Dense granules have bioactive factors such as serotonin, histamine, dopamine, calcium, and adenosine. Histamine and serotonin enhance capillary permeability, allowing inflammatory cells to enter the wound site more and stimulating macrophages (11).

In sum, the bioactive factors have main roles in the healing events by modulating the recruitment, duplication, activation, and differentiation (12).

PRP has the best effect when its concentration is 4-5 times more than the baseline in the blood (one million platelets per microliter). Lesser concentrations cannot improve wound healing, and greater concentrations fail to increase wound healing. Also, the antimicrobial activity of PRP has been proven against Escherichia coli, Staphylococcus aureus, Candida albicans, and Cryptococcus neoformans (13).
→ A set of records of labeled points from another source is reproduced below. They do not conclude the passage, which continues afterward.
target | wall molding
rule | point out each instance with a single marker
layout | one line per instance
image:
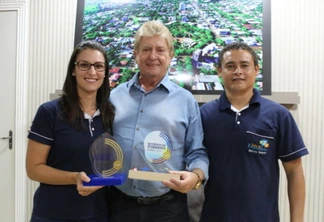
(20, 139)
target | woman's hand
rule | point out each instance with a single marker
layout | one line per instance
(85, 190)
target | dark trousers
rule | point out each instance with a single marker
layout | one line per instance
(127, 209)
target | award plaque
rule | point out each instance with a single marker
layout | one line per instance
(157, 150)
(106, 157)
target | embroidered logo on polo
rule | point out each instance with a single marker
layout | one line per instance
(259, 148)
(158, 147)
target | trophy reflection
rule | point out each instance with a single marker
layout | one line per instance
(106, 158)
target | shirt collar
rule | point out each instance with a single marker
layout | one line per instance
(225, 103)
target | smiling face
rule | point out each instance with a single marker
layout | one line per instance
(238, 71)
(89, 81)
(153, 57)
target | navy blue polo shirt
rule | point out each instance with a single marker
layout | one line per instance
(244, 148)
(69, 151)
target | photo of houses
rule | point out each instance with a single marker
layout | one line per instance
(200, 29)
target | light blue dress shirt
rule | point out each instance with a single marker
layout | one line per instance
(157, 130)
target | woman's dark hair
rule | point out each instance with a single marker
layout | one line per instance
(70, 103)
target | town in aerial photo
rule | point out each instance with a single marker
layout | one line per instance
(200, 30)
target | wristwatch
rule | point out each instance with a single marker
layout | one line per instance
(199, 181)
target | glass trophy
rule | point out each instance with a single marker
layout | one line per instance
(106, 157)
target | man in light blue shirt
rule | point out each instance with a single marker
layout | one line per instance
(158, 126)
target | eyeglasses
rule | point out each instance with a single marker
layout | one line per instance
(85, 66)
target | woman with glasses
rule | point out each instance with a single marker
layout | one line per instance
(60, 137)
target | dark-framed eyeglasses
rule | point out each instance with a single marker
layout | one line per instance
(85, 66)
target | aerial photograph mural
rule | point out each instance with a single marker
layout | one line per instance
(200, 30)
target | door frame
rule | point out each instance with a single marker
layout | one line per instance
(20, 127)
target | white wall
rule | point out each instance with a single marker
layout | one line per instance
(297, 66)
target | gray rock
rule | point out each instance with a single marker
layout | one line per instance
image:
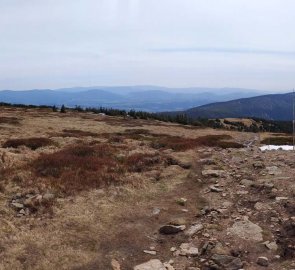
(212, 173)
(150, 252)
(156, 211)
(48, 197)
(215, 189)
(262, 261)
(271, 245)
(228, 262)
(171, 229)
(17, 205)
(246, 230)
(194, 229)
(246, 182)
(188, 249)
(22, 211)
(258, 165)
(151, 265)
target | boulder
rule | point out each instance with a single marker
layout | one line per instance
(228, 262)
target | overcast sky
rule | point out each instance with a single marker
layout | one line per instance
(177, 43)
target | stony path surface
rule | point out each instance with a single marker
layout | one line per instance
(247, 222)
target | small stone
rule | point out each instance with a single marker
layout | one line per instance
(181, 201)
(215, 189)
(150, 252)
(262, 261)
(258, 165)
(194, 229)
(212, 173)
(154, 264)
(271, 245)
(171, 229)
(247, 183)
(188, 249)
(17, 205)
(228, 262)
(115, 265)
(156, 211)
(278, 199)
(22, 211)
(247, 230)
(48, 197)
(261, 206)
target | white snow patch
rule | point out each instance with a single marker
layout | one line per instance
(276, 147)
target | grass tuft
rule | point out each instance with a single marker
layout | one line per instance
(32, 143)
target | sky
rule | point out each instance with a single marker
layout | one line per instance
(174, 43)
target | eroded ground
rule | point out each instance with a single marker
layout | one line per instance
(83, 191)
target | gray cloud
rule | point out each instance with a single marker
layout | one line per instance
(59, 43)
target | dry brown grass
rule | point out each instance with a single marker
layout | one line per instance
(278, 140)
(81, 167)
(183, 144)
(32, 143)
(9, 120)
(77, 133)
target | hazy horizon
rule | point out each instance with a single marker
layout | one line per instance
(237, 44)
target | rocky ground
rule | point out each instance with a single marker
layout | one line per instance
(201, 207)
(248, 221)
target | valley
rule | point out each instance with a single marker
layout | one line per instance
(81, 190)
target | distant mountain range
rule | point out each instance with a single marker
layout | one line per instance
(145, 98)
(271, 107)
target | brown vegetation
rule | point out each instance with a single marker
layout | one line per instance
(32, 143)
(278, 140)
(9, 120)
(183, 144)
(80, 167)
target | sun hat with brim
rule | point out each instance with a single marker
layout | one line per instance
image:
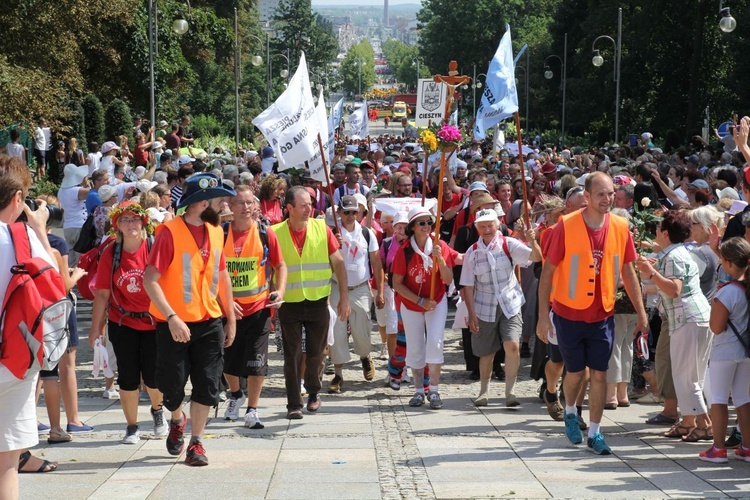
(727, 192)
(417, 212)
(485, 215)
(74, 175)
(203, 186)
(737, 207)
(108, 146)
(106, 192)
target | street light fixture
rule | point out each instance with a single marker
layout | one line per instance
(179, 26)
(548, 74)
(598, 60)
(727, 24)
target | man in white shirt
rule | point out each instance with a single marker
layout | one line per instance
(359, 247)
(494, 298)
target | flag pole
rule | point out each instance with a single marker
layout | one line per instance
(523, 173)
(329, 184)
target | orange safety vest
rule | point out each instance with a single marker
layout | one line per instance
(247, 270)
(574, 281)
(190, 284)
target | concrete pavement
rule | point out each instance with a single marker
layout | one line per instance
(368, 443)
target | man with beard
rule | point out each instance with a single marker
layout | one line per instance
(190, 289)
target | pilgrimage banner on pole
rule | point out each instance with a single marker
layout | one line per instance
(289, 124)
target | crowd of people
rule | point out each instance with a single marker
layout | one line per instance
(604, 255)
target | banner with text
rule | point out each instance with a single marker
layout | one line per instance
(430, 102)
(290, 125)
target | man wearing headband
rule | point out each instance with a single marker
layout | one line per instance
(190, 290)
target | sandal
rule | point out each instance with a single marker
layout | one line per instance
(678, 430)
(699, 434)
(46, 466)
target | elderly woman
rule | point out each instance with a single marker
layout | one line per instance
(122, 300)
(675, 277)
(417, 264)
(272, 191)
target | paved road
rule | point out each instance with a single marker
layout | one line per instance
(368, 443)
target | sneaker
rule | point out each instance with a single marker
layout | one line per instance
(111, 393)
(554, 408)
(435, 402)
(77, 429)
(417, 399)
(132, 435)
(160, 425)
(734, 440)
(572, 430)
(742, 453)
(252, 421)
(175, 440)
(196, 455)
(525, 351)
(598, 446)
(233, 407)
(336, 385)
(714, 455)
(368, 369)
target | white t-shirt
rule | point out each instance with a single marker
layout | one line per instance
(16, 150)
(725, 346)
(74, 210)
(7, 260)
(94, 161)
(354, 247)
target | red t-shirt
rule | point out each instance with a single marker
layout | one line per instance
(128, 292)
(298, 238)
(162, 253)
(417, 278)
(274, 259)
(554, 251)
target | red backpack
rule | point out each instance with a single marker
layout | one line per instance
(35, 312)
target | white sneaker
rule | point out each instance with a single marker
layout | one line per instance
(160, 424)
(132, 435)
(252, 421)
(111, 393)
(233, 407)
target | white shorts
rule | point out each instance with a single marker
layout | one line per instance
(18, 414)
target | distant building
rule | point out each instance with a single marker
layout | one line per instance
(267, 9)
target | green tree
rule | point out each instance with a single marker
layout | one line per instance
(118, 121)
(93, 115)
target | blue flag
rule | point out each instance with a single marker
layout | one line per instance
(499, 99)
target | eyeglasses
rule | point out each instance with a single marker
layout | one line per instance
(130, 221)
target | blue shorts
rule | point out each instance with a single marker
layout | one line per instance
(585, 344)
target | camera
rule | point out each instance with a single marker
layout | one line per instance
(55, 213)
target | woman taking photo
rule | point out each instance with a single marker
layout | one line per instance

FG is a topical biological sealant in which thrombin splits off monomers of fibrinopeptide A and B from the fibrinogen chain, which polymerizes to create a strong fibrin clot at the application site is ten times stronger than the physiological clot. This clot creates an important provisional extracellular matrix and actively employs cells to start fibrin-mediated responses, such as cell adhesion, migration, and proliferation (14).
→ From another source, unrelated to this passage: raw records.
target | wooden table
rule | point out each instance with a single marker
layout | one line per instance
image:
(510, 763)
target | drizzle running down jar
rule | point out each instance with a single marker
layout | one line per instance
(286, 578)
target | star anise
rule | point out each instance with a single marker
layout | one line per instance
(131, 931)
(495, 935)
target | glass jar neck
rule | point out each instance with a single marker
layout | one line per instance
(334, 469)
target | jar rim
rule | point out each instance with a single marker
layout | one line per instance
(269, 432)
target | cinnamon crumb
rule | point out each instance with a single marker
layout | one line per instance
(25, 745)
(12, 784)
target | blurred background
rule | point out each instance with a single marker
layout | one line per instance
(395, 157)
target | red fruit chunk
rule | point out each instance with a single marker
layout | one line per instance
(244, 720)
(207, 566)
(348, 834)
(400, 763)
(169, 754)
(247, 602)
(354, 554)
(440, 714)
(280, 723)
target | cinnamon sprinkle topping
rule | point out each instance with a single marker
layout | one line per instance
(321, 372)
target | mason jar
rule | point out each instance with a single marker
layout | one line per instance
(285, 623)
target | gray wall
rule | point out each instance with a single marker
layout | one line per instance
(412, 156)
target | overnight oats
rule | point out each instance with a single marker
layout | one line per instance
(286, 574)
Fibrin clot promotes wound healing by creating a temporary matrix, stimulating the local proliferation of fibroblasts and collagen synthesis and following replacement by connective tissue, new blood vessel formation, and stopping fibrosis (15, 16). In this study, fibrin clot has two main roles: 1) delivering of growth factors to stimulate wound healing and 2) providing a temporary strong scaffold. In this study, the application of autologous FG instead of allogenic FG is the additional value of this method which reduces the expenses and stops the transition of blood-born diseases via the commercial FG.

Conclusion

Autologous PRP injection & PRFG application onto the wound offer a safe, effective and non-invasive method for reducing pain and increasing wound healing after tonsillectomy.

Acknowledgment

The authors acknowledge the Vice Chancellor for Research of Mashhad University of Medical Sciences for funding and support. This article is the outcome of the graduation thesis (#900167) of Dr. Nooshin Sedaghat Sharifi, a resident of Otorhinolaryngology.